Кристина же не может уйти. Новый закон о сутенерстве теперь касается и женщин. К тому же запрещается жить по двое в квартире, одалживать друг другу пальто и собираться вместе, чтобы выпить рюмку вина. За сутенерство — в тюрьму. А в это же самое время настоящие сутенеры развлекаются в барах.

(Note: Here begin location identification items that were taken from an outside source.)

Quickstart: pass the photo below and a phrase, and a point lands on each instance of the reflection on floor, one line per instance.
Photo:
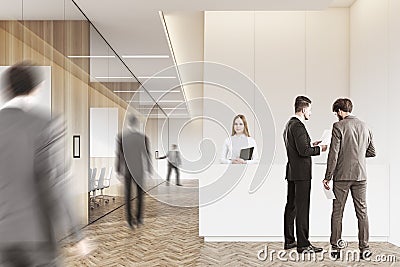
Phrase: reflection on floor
(170, 237)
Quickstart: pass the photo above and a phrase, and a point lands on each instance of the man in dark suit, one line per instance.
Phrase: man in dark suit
(133, 156)
(350, 146)
(298, 176)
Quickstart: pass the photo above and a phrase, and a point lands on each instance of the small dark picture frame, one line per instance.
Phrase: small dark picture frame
(76, 146)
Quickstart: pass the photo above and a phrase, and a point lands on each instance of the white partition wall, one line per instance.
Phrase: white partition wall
(103, 132)
(320, 54)
(42, 97)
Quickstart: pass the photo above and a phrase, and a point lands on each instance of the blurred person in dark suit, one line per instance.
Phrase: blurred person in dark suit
(33, 178)
(132, 159)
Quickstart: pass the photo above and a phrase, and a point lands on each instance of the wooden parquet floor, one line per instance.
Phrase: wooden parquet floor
(169, 237)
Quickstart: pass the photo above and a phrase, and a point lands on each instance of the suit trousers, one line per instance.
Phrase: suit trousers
(297, 210)
(170, 167)
(358, 191)
(128, 199)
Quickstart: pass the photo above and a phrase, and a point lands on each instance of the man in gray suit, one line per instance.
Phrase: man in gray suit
(351, 143)
(32, 176)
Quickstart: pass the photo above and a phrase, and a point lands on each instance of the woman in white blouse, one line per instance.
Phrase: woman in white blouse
(240, 139)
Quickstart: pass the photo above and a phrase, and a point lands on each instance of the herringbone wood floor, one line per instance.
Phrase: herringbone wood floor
(169, 237)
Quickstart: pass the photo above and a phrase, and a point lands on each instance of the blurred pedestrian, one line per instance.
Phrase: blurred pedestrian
(33, 178)
(174, 162)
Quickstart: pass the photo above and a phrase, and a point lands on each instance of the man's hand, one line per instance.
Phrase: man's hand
(326, 184)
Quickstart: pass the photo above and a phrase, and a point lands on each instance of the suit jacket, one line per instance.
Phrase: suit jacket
(31, 176)
(299, 151)
(351, 143)
(133, 155)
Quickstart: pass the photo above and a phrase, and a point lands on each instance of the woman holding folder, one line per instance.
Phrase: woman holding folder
(240, 139)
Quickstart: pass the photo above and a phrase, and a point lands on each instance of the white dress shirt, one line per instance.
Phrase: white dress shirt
(233, 145)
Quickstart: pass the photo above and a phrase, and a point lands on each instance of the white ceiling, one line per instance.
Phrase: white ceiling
(134, 27)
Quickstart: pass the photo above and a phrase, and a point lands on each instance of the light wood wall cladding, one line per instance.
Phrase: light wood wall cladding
(48, 43)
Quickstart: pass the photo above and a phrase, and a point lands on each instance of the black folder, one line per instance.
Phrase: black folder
(246, 153)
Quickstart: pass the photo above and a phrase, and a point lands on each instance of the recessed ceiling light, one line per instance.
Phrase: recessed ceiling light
(145, 56)
(139, 77)
(91, 56)
(162, 101)
(162, 108)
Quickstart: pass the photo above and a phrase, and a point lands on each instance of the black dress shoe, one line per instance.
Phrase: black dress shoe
(366, 254)
(290, 245)
(309, 249)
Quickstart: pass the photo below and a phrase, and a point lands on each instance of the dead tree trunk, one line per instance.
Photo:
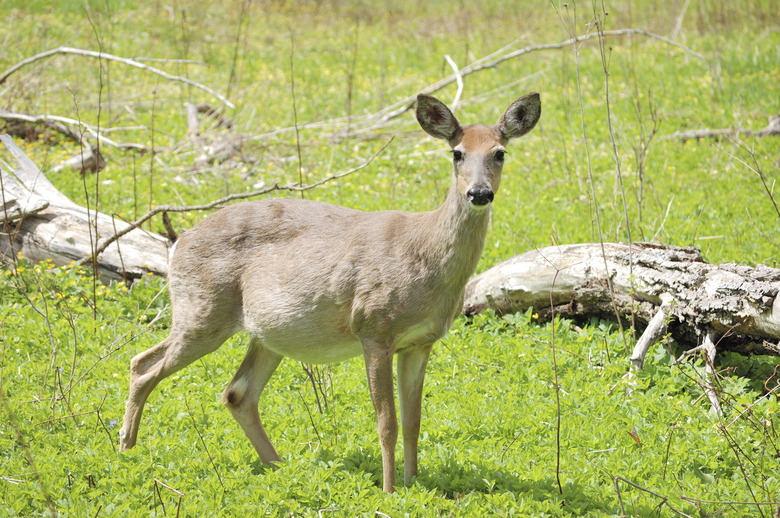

Кристина бросилась на судью. Слишком много обвинений. Она точно взбесилась, ее хватают и отправляют в тюрьму Флери-Мерожи. Отделение Д6, предназначенное для проституток.
Я в ярости. Что за идиотский закон? Мне хочется надеть мантию адвоката и восстать против этого ханжества. Кто займется в полиции нравов сутенером Кристины или Наташи? Они шантажируют девушек, чтобы склонить их к сотрудничеству с ними. Им не нужны названия гостиниц, где происходят свидания, они их знают наизусть и устраивают облавы, когда захотят. Теперь им понадобились «индивидуалы», те, которые работают у себя дома, вне системы. Протоколы, поборы с гостиниц, с сутенеров, налоги. Проблема сутенерства становится целом государственной важности. Конфискация имущества, и девушка возвращается на улицу Сен-Дени.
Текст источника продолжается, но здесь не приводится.